The children themselves lived in a large, square, ordinary brown-brick house among other ordinary brown-brick houses. Their house had a long garden with tall old trees in it, and so had the other houses. Looking out of the boxroom window was like looking down on the top of a green forest, Phyllis always thought. Only now, of course, the trees were not green any more, because it was nearly Christmas.
'I wish Sir Christopher had a garden to his house,' Phyllis said one day to the new housemaid.
'There used to be a pleasure-gardens there, I've heard father tell,' said the new housemaid. 'Quite a big gardens, it was. The gent as owned it was as rich as rich, kep' his carriage and butlers and all. But when his son come into the property he sold the gardens for building on, and only kep' the gate-house – the Grotto they calls it. An' there 'e's lived ever since in quite a poor way. Nasty old miser, that's what he is!'
'He may be a miser,' said Phyllis, 'but he's not nasty. He carried Mabel as kind as could be.'
'Have you ever spoke to him since?' demanded the housemaid.
'No,' said Phyllis; 'he always smiles at us, but he's always in a hurry.'
'That's it,' said the housemaid; ''e's afraid to let anyone inside of his house, fear they should get to see all the sacks of money he's got there. And he pokes about and picks things outer the gutters, so he won't get to know anyone. My young brother he knocked at the door once to arst for a drink of water – thought he'd get a squint at the inside of the house while the old chap was gone to draw it. But he shuts the door in Elf's face, and only opens it a crack to hand him the mug through.'
'It was kind of him to give your brother the water,' said Phyllis.
'Elf didun want the water,' said Alf's sister; ''e'd just 'ad a lemonade at the paper shop.'
Phyllis had often wanted to do something kind for Sir Christopher, but she could not think of anything that wasn't just as likely to annoy him as to please him. If she had known when his birthday was, she would have put a birthday card under his door; but no one can be pleased at having a card with 'Bright be thy natal morn' on it when really the natal morn is quite a different date. She would have taken him flowers at the time when dahlias and sunflowers grew at the end of the garden, but perhaps he would not like the bother of putting them in water; and, if he was really poor, and not a miser, as Jane said, he might not have a vase or jug to put them in.
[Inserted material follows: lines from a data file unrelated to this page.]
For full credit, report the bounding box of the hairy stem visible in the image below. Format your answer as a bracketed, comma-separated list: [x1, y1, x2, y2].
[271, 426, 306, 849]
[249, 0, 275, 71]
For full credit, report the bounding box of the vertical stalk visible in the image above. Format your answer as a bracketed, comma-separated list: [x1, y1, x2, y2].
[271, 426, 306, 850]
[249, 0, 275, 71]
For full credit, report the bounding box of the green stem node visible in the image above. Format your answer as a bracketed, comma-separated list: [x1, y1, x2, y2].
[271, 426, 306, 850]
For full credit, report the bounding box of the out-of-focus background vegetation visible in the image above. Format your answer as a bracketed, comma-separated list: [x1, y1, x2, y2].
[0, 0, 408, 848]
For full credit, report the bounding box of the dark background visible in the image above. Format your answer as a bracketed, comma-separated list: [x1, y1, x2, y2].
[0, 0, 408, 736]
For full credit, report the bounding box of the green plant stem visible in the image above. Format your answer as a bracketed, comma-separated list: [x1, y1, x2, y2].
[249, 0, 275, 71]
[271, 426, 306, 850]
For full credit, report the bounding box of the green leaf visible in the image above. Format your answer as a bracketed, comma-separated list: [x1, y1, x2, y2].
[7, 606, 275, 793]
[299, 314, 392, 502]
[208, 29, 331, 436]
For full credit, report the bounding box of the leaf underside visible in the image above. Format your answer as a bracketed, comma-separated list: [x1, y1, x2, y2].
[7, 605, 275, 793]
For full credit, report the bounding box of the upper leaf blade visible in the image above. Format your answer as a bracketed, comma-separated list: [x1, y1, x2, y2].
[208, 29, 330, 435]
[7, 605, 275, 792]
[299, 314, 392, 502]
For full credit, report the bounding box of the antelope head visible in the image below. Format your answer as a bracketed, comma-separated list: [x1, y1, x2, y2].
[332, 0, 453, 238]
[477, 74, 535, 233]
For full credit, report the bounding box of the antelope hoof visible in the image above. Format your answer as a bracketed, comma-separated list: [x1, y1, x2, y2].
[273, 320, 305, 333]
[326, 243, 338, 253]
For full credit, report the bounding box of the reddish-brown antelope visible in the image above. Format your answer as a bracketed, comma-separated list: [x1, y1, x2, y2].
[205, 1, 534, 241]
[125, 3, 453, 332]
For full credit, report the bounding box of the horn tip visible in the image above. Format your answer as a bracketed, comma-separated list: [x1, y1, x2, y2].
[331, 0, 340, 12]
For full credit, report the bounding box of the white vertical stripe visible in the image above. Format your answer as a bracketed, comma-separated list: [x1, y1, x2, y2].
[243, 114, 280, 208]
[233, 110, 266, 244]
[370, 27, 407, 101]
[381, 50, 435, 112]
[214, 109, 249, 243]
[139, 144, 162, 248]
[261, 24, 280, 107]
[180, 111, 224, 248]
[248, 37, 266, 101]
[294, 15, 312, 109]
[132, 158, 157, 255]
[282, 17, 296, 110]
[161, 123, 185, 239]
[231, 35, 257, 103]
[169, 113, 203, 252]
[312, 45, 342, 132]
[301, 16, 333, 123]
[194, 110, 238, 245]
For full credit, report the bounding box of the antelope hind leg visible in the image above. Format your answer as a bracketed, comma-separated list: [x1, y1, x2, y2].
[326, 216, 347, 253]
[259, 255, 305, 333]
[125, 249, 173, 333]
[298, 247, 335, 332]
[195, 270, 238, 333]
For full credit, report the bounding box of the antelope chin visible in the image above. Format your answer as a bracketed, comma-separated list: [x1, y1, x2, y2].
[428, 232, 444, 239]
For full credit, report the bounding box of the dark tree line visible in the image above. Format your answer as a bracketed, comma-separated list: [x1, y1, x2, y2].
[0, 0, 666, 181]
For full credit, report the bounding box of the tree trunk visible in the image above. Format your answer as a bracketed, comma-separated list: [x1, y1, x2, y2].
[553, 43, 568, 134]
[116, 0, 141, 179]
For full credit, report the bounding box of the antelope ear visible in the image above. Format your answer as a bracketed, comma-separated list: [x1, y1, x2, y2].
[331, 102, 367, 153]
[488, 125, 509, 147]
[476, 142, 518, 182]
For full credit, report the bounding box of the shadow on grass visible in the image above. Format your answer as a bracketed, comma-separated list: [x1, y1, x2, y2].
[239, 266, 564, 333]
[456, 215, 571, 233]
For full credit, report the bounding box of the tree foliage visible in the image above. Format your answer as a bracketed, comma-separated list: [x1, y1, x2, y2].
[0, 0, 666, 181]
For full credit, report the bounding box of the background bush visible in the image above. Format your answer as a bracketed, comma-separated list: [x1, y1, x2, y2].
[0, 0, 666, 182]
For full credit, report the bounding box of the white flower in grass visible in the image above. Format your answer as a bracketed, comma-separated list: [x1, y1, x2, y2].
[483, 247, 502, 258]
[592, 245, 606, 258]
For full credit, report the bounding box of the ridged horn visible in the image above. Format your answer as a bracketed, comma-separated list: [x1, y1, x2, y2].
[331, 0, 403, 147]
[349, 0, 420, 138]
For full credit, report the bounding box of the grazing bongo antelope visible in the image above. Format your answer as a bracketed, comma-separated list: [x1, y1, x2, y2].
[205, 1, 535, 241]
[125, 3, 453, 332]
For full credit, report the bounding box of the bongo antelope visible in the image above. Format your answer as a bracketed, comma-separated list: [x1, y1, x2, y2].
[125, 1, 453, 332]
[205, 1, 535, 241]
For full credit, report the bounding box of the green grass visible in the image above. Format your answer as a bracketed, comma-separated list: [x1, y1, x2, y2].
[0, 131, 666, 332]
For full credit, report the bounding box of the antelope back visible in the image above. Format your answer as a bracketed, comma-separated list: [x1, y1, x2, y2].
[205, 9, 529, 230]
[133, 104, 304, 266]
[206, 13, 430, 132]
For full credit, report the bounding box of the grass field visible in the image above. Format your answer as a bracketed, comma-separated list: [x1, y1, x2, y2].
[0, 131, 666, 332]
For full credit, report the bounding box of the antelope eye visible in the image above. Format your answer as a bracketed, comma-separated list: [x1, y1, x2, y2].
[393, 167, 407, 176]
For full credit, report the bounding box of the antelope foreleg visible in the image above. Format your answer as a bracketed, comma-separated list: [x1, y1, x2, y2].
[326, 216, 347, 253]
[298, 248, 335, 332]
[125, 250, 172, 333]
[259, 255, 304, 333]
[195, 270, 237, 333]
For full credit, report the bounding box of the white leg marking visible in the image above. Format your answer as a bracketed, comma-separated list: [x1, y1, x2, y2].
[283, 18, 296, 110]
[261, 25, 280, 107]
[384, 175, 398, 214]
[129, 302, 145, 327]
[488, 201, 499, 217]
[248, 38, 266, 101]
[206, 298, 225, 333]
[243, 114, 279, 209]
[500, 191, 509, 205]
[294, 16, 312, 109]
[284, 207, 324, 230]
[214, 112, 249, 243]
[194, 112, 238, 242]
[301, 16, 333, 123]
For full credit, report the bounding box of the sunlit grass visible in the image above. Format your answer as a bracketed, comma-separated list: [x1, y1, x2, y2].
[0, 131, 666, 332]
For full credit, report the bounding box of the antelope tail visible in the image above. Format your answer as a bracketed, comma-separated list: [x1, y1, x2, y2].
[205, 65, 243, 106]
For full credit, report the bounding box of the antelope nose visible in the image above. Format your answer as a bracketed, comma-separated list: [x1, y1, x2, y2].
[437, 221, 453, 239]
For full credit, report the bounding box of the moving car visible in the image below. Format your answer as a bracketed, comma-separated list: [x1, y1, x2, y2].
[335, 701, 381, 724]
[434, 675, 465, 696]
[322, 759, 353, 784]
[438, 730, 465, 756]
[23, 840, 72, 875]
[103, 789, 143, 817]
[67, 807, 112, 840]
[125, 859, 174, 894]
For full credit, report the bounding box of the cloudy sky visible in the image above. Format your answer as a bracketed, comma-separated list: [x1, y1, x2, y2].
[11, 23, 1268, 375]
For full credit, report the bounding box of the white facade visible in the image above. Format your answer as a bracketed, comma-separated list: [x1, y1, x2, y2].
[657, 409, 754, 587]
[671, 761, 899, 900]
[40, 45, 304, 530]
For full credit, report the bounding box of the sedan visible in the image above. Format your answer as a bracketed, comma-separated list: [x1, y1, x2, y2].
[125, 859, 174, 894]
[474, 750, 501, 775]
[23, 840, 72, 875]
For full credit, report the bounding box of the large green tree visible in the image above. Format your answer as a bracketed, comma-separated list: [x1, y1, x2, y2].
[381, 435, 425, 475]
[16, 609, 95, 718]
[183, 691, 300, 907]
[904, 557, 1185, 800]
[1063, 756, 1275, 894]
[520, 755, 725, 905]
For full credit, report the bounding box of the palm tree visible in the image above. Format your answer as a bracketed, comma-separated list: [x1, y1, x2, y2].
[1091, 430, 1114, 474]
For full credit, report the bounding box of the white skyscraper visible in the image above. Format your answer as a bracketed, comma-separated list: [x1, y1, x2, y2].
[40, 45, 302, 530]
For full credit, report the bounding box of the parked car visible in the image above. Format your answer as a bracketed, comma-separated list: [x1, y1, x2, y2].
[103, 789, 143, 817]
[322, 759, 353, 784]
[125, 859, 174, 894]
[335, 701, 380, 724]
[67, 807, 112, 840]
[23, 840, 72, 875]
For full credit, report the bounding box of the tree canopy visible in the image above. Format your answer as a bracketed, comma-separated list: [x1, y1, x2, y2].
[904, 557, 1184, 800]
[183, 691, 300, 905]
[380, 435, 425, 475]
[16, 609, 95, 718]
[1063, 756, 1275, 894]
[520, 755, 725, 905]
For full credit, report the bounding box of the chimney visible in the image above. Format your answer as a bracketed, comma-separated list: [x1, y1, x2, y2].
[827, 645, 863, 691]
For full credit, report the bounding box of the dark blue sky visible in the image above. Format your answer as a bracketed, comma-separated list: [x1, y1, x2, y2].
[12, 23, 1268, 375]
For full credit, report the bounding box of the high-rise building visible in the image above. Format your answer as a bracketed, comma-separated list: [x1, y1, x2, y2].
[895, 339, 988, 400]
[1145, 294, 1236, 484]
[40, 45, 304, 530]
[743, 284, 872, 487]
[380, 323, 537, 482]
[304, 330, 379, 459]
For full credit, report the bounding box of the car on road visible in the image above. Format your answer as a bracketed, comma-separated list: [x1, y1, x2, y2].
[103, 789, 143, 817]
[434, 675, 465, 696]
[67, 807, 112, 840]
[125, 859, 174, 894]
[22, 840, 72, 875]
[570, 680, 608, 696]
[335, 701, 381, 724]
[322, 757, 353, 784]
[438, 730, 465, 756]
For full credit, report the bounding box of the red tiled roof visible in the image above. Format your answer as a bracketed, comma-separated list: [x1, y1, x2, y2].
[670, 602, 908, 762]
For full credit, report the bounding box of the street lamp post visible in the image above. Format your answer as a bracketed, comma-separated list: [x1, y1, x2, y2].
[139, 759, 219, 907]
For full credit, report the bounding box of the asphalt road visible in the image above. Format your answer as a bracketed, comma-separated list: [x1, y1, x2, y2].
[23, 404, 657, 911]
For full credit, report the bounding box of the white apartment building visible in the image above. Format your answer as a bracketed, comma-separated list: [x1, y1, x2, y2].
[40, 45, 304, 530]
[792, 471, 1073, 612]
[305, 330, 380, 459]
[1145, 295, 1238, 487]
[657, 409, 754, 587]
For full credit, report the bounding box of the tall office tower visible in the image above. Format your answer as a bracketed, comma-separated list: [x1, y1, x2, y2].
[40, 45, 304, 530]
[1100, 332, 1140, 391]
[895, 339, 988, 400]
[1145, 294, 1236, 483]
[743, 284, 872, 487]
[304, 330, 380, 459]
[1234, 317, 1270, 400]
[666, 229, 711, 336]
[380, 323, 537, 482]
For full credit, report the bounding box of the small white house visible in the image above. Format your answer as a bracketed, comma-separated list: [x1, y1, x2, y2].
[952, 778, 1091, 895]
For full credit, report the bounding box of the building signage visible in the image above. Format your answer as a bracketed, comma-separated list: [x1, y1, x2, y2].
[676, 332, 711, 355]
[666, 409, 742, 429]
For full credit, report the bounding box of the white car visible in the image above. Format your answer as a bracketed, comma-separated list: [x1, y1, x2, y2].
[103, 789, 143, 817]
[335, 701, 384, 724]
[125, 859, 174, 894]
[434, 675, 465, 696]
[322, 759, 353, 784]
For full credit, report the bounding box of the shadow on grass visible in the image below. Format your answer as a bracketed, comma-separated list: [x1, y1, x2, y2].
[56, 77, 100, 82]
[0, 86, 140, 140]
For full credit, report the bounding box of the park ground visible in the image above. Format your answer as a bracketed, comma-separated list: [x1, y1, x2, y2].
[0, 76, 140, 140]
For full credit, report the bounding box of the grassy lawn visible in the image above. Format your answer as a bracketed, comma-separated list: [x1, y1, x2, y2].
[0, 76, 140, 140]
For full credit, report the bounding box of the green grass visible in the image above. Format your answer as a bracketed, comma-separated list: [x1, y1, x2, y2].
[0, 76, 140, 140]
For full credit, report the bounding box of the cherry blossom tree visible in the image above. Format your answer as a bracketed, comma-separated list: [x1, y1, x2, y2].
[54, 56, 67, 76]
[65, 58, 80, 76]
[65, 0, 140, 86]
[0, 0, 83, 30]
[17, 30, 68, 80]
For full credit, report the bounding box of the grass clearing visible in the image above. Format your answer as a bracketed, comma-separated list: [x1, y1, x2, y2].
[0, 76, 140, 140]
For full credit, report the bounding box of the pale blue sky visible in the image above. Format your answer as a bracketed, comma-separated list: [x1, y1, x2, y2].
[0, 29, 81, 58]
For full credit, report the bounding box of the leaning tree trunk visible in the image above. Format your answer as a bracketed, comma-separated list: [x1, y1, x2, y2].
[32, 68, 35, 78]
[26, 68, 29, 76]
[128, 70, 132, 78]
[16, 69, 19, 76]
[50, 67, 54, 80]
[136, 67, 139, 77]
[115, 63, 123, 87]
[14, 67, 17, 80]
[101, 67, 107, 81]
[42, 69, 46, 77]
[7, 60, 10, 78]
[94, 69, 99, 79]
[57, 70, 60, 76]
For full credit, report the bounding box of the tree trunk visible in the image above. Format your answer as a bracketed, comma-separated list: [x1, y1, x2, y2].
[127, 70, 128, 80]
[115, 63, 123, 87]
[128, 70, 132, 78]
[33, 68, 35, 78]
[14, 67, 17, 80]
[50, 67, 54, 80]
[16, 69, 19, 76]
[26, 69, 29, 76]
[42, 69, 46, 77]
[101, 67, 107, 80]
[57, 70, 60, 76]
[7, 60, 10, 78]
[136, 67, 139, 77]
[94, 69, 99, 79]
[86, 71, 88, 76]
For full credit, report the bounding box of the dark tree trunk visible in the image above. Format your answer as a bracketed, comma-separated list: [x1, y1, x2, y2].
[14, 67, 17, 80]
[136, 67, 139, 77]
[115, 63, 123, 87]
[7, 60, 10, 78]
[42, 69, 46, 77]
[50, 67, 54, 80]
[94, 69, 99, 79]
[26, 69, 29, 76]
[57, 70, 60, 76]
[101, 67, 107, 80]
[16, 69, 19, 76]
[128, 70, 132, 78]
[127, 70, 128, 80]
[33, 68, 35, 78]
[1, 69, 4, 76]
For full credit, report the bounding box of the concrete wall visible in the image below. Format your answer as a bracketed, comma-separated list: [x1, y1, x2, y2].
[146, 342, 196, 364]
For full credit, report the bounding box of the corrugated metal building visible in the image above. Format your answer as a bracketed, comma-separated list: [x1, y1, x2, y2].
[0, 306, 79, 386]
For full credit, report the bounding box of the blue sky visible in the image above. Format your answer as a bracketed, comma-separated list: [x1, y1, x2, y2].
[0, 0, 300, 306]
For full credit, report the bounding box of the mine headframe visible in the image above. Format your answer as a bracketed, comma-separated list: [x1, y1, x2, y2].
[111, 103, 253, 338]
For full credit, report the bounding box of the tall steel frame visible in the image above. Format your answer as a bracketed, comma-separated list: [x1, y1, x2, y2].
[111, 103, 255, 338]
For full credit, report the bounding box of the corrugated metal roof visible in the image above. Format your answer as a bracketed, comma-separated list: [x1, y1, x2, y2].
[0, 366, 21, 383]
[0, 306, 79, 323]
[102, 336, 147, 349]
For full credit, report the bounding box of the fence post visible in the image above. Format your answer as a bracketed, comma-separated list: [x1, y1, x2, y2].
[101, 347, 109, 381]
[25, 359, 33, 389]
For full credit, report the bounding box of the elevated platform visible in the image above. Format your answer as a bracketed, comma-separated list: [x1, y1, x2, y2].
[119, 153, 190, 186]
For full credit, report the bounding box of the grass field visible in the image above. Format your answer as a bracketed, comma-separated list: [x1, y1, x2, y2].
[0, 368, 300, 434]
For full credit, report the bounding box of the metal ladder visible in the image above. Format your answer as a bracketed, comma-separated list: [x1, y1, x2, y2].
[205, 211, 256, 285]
And now it was Christmas-time. Guy was home for the holidays, and that was splendid. But, on the other hand, mother and father had had to go to granny, who was ill. So there would be no real Christmas in the brown house.
'But I'll tell you what,' said Phyllis; 'there's the Christmas-tree for the poor children at the schools. Suppose we were to make some things for that, and buy some, and go down and help decorate? Mother said we might.'
Guy was rather clever with his fingers, and as we all like doing what we can do really well, he did not make such a fuss over making things as some boys do. He could make doll's furniture out of pins and wool, and armchairs out of the breast-bones of geese; only there are so seldom enough breast-bones of geese to make a complete set of furniture.
There was nearly a week to make things in, and long before its end the schoolroom began to look like a bazaar. There were little boxes of sweets covered with silver paper, and scrapbooks made of postcards covered with red calico, and some little dolls that the girls dressed, as well as all the things that Guy made.
'How ravishingly beautiful!' said Mabel, when the shiny, shimmery, real Christmas-tree things bought at the shop were spread out with the others.